For this trick you will be teaching your dog to go behind you and between your legs. This is a cute trick and can also be really useful to position your dog if you are waiting in line together to go to a dog-friendly event, or if your dog is nervous around people. Having your dog between your legs is a great way to deter (all but the rudest) strangers from trying to pet your dog!
- Have your dog in front of you and have treats in both your right and left hand.
- Face your dog and lure them with your left hand toward you.
- Reach between your legs with your right hand and a treat.
- Bring your dog through your legs, stopping them with their shoulders even with your knees. Give your dog the treat and praise, then release. If your dog is reluctant to move forward, you can toss another treat forward to move them out of the peek-a-boo position.
- As your dog becomes more familiar with what you want, you can phase out the treat lure and transition to an empty hand, which will become your physical lure. You can also add in your verbal cue of choice—“middle,” “peek-a-boo,” and “center” are great options but, as with any trick, you can call this one whatever you want.
You can teach your dog to come into peek-a-boo position from your right side by repeating the above steps on the right side. Even though your dog might be very familiar with the trick on your left, you might need to go slowly. Also practice out on your walks—be careful not to get your dog tangled with the leash.
20. Walk on Your Feet
This is a more advanced version of the peek-a-boo trick. For this trick, your dog will go between your legs, put their front feet onto your feet, and together you will crab-walk forward. Hint: if you want to do this trick but have a very small dog, you may need to keep your toes pointed very close together for your dog to be able to reach each of your feet with their front feet. This trick is also challenging if you have a very large dog; my Newfoundland (giant breed) and I are physically incapable of doing this one because I am too short, and she is too tall!
- Ask your dog to come into the peek-a-boo position.
- Have treats in your hand that your dog is really excited about and point your toes toward each other (this will make it easier for your dog).
- Lift your hand up and toward the right; with your dog’s nose on the treat, you should be able to steer your dog’s body by moving their head. Your goal here is to support your dog by guiding them into the position of (to start) putting their right front paw onto your right foot, or their left front paw onto your left foot. To start, just focus on getting one paw on one foot. As soon as your dog’s paw gets onto your foot, click/praise and treat.
- Once you are consistently able to lure your dog to put one paw onto one of your feet, start trying to get their second paw onto your second foot. Use the same lure technique of moving your dog’s head (and the feet will follow) by keeping their nose on a treat, and lure them forward and up. Make sure to keep your toes pressed close together to help make it easier for your dog to get their paws onto your feet. This might take some practice because a lot of us teach our dogs not to walk on us, so some dogs will take a little bit of encouragement and practice to understand that you actually do want them to walk on you.

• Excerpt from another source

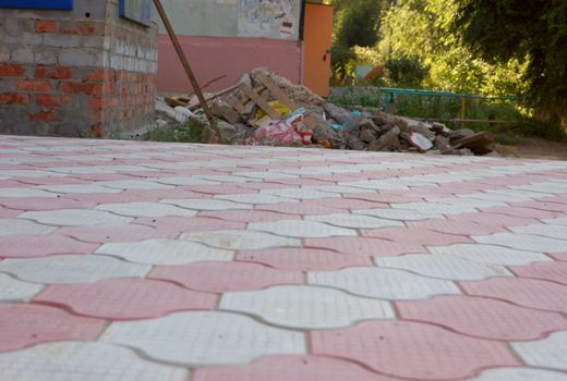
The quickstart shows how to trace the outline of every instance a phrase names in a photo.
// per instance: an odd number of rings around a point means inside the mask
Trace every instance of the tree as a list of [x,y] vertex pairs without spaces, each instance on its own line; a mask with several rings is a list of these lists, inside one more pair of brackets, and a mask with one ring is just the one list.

- Once your dog is comfortably being lured onto both of your feet, you can add your verbal cue. You can call this trick anything you want. Some cute examples are “shuffle,” “slippers,” and “tootsies.” Start by introducing the verbal cue right before your dog puts their paws up onto your feet, then click, praise and treat. Then begin verbally cuing without the lure. If at any point your dog seems to get confused or frustrated, just return to the previous step and practice that more in your training sessions, before making things a bit more difficult again.
- Next, you’ll start walking—well, it’s more like a waddle. Start very slow, with lots of praise as you begin to just start shuffling your feet. Allow your dog to get comfortable with the feeling of your feet moving under theirs. It can help to put the food lure back on your dog’s nose to more heavily reinforce, along with the verbal praise, as you begin to move your feet.
- Build up the number of steps you take very slowly and start to experiment with how high you can lift your feet with your dog’s paws staying on. Keep it fun and playful, lots of treats and praise!